Comment déceler les signes avant-coureurs d’une radicalisation alors qu’aujourd’hui le surveillant est submergé par une quantité de taches, ne lui permettant pas d’effectuer ses missions d’observation et d’écoute convenablement.

Ce pose également la question de la formation initiale et continue des personnels ?

Là aussi, ces formations sont bradées par le manque de moyens financiers et humains. Quels outils pédagogiques seront mis en place pour permettre aux personnels de remplir leurs missions dans de bonnes conditions ?!! Une fois de plus, des questions importantes survolées, par nécessité de temps et d’urgence, afin de satisfaire une commande rapide de notre gouvernement.

Pour la CGT Pénitentiaire, l’urgence n’est pas la meilleure réponse à des problématiques de fonds.

Enfin, il est urgent de repenser le travail pluridisciplinaire dans les détentions, en donnant la parole aux surveillants, premier maillon de la chaîne carcérale.

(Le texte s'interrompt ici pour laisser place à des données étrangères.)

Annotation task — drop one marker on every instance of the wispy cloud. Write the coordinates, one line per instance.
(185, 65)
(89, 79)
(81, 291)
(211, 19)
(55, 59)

Le manque d’effectif couplé à une surpopulation pénale récurrente mettront à mal le dispositif prévu.

En conclusion, nous ne pouvons, une fois de plus, que déplorer que le coeur de métier soit ignoré dans des mesures prévus par le plan de lutte contre la radicalisation au sein du milieu carcéral. La réussite de ce plan ne peut que passer par de l’emploi nouveau au coeur de la détention et un plan de formation consistant.